In ihrem Text zur ökologischen Dimension der Wohnungsfrage zeigen Rosalie Arendt, Tobias Gralke und Lisa Vollmer wie durch politische Regulierung der Wohnraumversorgung institutionalisierte Zielkonflikte auf unterschiedlichen Ebenen - Effizienz, Suffizienz - wirken und welche sozialen Stratifikationen bzw. ökologischen Widersprüche in diese eingeschrieben sind. In diesem »Transformationskonflikt« geraten Interessen der Klima- und Mietenbewegung aneinander - müssen aber nicht notwendigerweise auf Dauerkonkurrenz gestelltsein. Zwar befinde sich »eine sozial-ökologische Wohnraumbewegung noch ganz am Anfang«, so die Autor*innen, die sich selbst an dieser Schnittstelle politisch engagieren. Aber: Das »Potenzial in ökologischer Hinsicht« könne entfesselt werden.

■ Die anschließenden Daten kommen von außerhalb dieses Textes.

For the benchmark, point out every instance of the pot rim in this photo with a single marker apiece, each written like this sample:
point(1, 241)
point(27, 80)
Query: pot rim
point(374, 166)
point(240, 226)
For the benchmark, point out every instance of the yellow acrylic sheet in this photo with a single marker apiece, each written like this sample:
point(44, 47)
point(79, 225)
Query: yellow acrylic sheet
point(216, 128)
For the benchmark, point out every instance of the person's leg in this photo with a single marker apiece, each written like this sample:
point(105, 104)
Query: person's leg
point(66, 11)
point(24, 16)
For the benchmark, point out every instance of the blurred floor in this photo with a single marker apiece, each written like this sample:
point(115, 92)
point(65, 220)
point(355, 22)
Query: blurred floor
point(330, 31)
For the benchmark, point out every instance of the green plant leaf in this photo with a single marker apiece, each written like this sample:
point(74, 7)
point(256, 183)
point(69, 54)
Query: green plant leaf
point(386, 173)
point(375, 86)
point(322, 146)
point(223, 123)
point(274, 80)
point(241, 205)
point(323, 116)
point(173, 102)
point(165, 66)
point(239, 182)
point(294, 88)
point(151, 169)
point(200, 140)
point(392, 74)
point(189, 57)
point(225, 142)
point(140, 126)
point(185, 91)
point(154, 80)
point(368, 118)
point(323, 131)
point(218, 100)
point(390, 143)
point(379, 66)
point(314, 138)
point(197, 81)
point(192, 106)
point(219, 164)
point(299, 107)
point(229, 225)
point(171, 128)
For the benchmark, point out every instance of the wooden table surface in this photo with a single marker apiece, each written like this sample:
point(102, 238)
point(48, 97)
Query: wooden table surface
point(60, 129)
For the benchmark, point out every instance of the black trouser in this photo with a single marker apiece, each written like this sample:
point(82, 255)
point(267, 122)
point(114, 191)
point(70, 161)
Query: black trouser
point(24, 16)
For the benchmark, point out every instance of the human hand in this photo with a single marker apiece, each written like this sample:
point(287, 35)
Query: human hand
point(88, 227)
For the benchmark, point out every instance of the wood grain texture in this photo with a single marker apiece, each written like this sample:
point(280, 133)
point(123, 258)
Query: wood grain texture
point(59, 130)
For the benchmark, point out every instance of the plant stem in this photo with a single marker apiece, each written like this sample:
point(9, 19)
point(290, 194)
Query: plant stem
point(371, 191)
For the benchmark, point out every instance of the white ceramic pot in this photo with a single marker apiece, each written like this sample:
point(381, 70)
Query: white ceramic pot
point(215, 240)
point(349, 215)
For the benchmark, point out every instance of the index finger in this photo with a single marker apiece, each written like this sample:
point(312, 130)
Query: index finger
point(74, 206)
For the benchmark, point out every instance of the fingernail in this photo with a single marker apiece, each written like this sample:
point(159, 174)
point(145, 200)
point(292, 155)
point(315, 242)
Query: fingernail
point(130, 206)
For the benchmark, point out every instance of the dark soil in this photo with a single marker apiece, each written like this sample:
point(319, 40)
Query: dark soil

Dennis Eversberg stellt in seinem Beitrag drei »Lager« sozial-ökologischer Mentalitäten in der deutschen Bevölkerung »und verortet sie in einem sozialökologisch erweiterten Bourdieuschen Sozialraum«. Auf der Basis von Daten zum Umweltbewusstsein unterscheidet er zuvor »sechs tieferliegende Dimensionen oder grundlegende ›Züge‹ sozial-ökologischer Haltungen«, und kommt nach Bearbeitung auf »elf unterschiedliche Typen oder Syndrome sozial-ökologischer Mentalitäten« - die sich dann »entlang grundlegender Ähnlichkeiten ihrer Haltungen zu Transformationsfragen« zu diesen drei großen Lagern gruppieren lassen.

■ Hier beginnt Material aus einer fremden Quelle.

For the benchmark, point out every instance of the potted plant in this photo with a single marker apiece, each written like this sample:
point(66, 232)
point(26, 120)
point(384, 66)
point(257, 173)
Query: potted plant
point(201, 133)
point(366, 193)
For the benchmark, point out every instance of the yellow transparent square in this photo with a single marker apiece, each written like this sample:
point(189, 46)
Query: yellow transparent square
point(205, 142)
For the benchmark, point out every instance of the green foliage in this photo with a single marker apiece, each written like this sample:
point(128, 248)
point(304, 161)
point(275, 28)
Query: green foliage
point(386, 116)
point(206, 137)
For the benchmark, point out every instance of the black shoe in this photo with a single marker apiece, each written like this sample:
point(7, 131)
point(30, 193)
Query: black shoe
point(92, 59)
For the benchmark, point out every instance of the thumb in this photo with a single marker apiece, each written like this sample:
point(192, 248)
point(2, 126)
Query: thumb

Eversberg unterscheidet ein ökosoziales Lager (rund ein Drittel der Befragten), das sich »weit links im sozialen Raum« positioniert und »deutlich mehrheitlich Frauen sowie überdurchschnittlich viele hoch Gebildete und Menschen aus Großstädten« umfasst; ein regressiv-autoritäres Lager (knapp 25 Prozent der Befragten), das seinen »Schwerpunkt rechts und unten, bei älteren, moderat qualifizierten Beschäftigten und vor allem bei manuell Tätigen mit niedrigen bis mittleren Einkommen, besonders in ländlichen Gebieten und in Ostdeutschland« hat; sowie ein liberal-steigerungsorientiertes Lager (rund 37 Prozent der Befragten), das »die Mentalitäten derjenigen« bündele, »die in den Jahren zuvor das deutsche Kapitalismus- und Wachstumsmodell aktiv gestützt und davon profitiert haben und weiter auf technologische und marktbasierte Krisenlösungen hoffen«. Im weiteren werden Anpassung, Verteilung und Externalisierung als drei Dimensionen des Transformationskonflikts und die jeweils unterschiedlichen, auch widersprüchlichen Haltungen der Lager diskutiert.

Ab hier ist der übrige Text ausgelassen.